Howard Marks is the infamous ‘Mr Nice’ of the best-selling autobiography and spin-off movie. Formerly a notorious international cannabis smuggler, Marks was eventually convicted in the USA in 1990, serving 7 years in prison. Following his release, and return to the UK, he published his book and instantly became an icon of popular culture, touring the UK and charismatically regaling his captivated audiences with hugely entertaining anecdotes of his dope smuggling past (I myself went to see him speak in Liverpool during the late 90’s).
Kermit and Howard first met up a decade ago. When I agreed to get involved with the production of Blind Arcade’s music last year, Kermit told me he had a track he wanted Howard to feature on, and brought him to my house to record the part, my then 14 year old son engineering. Whilst there, Kermit showed Howard the words to ‘Lies And Other Fools’ and he recorded it, off-the-cuff, there and then, his deep Welsh tones bringing a gravitas that was perfect for the subject matter. A week later I was enjoying a family meal when my son asked about Howard, and when he looked him up on Wikipedia his face was a picture as he exclaimed; ‘CIA, the IRA, MI6, the Mafia!’ – he couldn’t believe what he was reading.
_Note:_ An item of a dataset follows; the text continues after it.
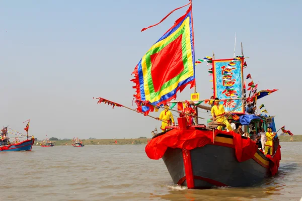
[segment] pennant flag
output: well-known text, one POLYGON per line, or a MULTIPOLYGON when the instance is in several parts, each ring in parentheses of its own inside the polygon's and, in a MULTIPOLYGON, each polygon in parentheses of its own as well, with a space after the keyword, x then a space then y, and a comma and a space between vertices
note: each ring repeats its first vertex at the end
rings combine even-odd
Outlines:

Having discovered ‘Breaking Bad’ around that time it was as though he’d encountered his own real life Heisenberg.
The opportunity to launch this new venture at Dry, a place which connects directly back to the period of time when Manchester was at the very forefront of cultural innovation and expression, perfectly provides that past / present balance that I’m always looking for when embarking on new projects – drawing from what went before, whilst looking forward to what lies ahead.
I’ll blog specifically about Super Weird Substance when it’s properly up and running, but suffice to say that there are a handful of releases scheduled for the summer months, with a series of live events throughout the UK being planned for the Autumn. It’s an exciting time for all involved.
So, on embarking on this new venture, on making this fools leap, it’s personally important for me to connect back to where my love affair with music began – with the record as we called it, or as people increasingly refer to it these days, vinyl.
Needle to plastic, base metal to gold – the philosophers stone.